I tend to think that the Republican party can remain the culturally conservative party while also being less negligent with policy. On the less polarizing front, it’s true that, as Gertrude Himmelfarb notes in One Nation, Two Cultures, religious revivals tend to evolve into moral revivals. The promise of McCain’s 2000 campaign, to my mind, was the creation of a conservatism that was less sectarian in character, yet no less moralistic (and I recognize that the term is used derisively).
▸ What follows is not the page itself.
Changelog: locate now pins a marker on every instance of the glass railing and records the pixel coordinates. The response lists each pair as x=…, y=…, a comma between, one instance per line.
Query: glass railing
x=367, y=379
Barack Obama can talk about the perils of fatherlessness, and surely conservatives can talk about the need to help families stay together in a similarly broad-minded, accessible way.

And, as David Gelernter and many others have argued in the past, the way to remain a Big Tent party is to be the party of democracy. It is a commonplace that the end of the Roe-Casey regime would pose a dire threat to Republican party. Yet Ross and I both tend to think that this would give Republicans the space to decentralize, and to talk about other issues.

Granted, this is far from from a no-brainer: I tend to think that a post Roe-Casey world would create the need for some national solution as a patchwork of state laws creates the possibility of interstate clashes. But assuming it is a democratic solution, I think the temperature would go down to some extent. This process would likely take many years, of course.

I’m eager to read Will Saletan’s thoughts on how an Obama presidency might shape the politics of abortion. Perhaps we will see some kind of third way, though I’m skeptical.

Have to run out — more thoughts soon.